All of this is to say that a deep enough dive under the hood will eventually reveal an operation where have to know a type. Processors know nothing of String, Array, or Number; to add we need two numbers of fixed size. Explicit or not, types are necessary details. Weak typing simply leaves it to the interpreter to deduce (or guess) how the puzzle-pieces ought to fit together. If we want double to take numbers, we have to give it numbers. If we don’t know what to give double, we need to be prepared for whatever mysteries fall out. Even when they’re implicit, clear types make for easier reasoning and fewer errors.

Strengthening weak types

But maybe we want to guarantee types anyway. In JavaScript, for example, developers will sometimes deploy type guards to bound the range of data types they need to worry about. If we only want to handle numbers inside double, for instance, there’s an easy way to enforce it:

function double (a) {
  if (typeof a !== 'number') {
    throw new TypeError('a is not a number!');
  return a * a;

In effect, we’ve lifted one tiny section of weakly-typed code into something resembling strong typing. Heavy-handed, perhaps, but we can now trust a to be numeric.

While it’s possible to shore up weak typing, doing it ourselves throughout a non-trivial codebase tends to be non-performant, exhausting, and error-prone. “Don’t fight the language,” the old axiom goes, and user-defined type checking comes perilously close.

If we want types and the context allows, maybe there’s an easier way.


Contrast the mix of guesswork and defensive coding we employed in our weakly-typed language the type declaration we would give up front in a strong, statically-typed variation:

declare function double (a: number): number;

We’ll no longer be able to double('2') without explicitly casting the string, of course, but with this definition we can now trust that double will only receive for numeric arguments. As an added bonus, TypeScript is statically-typed, meaning that all types must check out at compile time (JavaScript, a dynamic language, will perform its sporadic checks only at runtime).

While weak types are extremely flexible—we can double string arguments without casting them!—even in a toy example they can lead us to unpleasant surprises. With static typing we’re forced to declare intent, rather than burying it away for others to stumble across.

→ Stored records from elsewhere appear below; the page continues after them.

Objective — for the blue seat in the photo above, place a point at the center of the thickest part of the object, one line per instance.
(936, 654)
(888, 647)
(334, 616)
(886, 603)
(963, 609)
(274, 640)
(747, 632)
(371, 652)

Type systems taken to their logical extreme can add considerable complexity with only marginal return. But applying them pragmatically–or at least conceding their necessity–can lessen guesswork and make software easier to maintain. That doesn’t mean aggressively guarding the types in every. single. path of a dynamic language, but it does mean characterizing overloaded functions, frequent existence checks, and type coercion beneath the input layer as smells to be addressed. Variables should be consistent; functions should be clear; and data inside the program should rarely concern itself with null or undefined.

We’ll never save ourselves from bad assumptions, of course, but we can always strive to produce simpler, safer, more reliable code. Even in dynamic, weakly-typed languages, thinking in types is a good place to start!